Today’s Bible reading* includes a clear case for the Bible being against slavery. It has bothered me for a long time that the Bible accepts the reality of slavery in its historical context and doesn’t seem to condemn slavery or advocate for abolition. And then I read today’s readings.

Deuteronomy 22:1-3 commands returning to a brother something that belongs to him. If an animal strays and you find it, you are to return it or keep it until the next time you see your brother and give it to him then. The same goes for anything else that belongs to someone. In fact, Moses emphatically says that this issue is to not be ignored.

Now, keep those verses and what I just summarized in mind when you read Deuteronomy 23:15-16.

Do not return a slave to his master when he has escaped from his master to you.
Let him live among you wherever he wants within your city gates.
Do not mistreat him.

Deuteronomy 23:15–16 (CSB)

While Moses accepts the existence of slavery and doesn’t say that God’s people should not practice it, and he doesn’t say that God’s people should work to abolish it, Moses clearly states that slaves are people (not property) and are to be afforded certain rights based on their human dignity. But most importantly, Moses says that — unlike animals and other property — escaped slaves are not to be returned to their masters. And there was no provision in the Mosaic for a master to seek “due process” for the slave to be returned.

In other words, slaves have the right to flee their bondage (just like the people of God in leaving Egypt). And once they are free from their masters, they are free to live wherever they choose.

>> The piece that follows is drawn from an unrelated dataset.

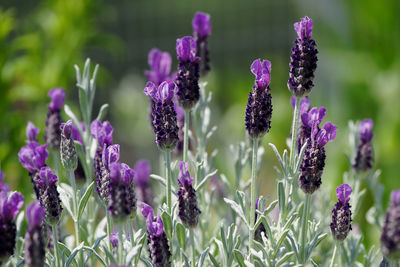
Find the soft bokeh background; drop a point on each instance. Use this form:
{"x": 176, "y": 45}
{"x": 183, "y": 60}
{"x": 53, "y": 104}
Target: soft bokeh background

From these clear statements, we can clearly see that while not actively advocating for abolition, the Bible advocates for the rights of those who have fled from their masters.

Application

The United States has come a long way since the buying and selling of Africans as property was commonplace in the South. That practice was evil. And some claim that America wasn’t founded in 1776, but rather in 1619 when the first slaves were brought ashore in the Jamestown colony. They argue that slavery was what America was founded on. But is that true?

I think one quick answer is obvious from the fact that the Jamestown colony was established in 1607 (twelve years before the first slave ship arrived at Jamestown). And who can forget the English persecuted Protestants, ie, the Pilgrims, who landed at Plymouth Rock in 1620?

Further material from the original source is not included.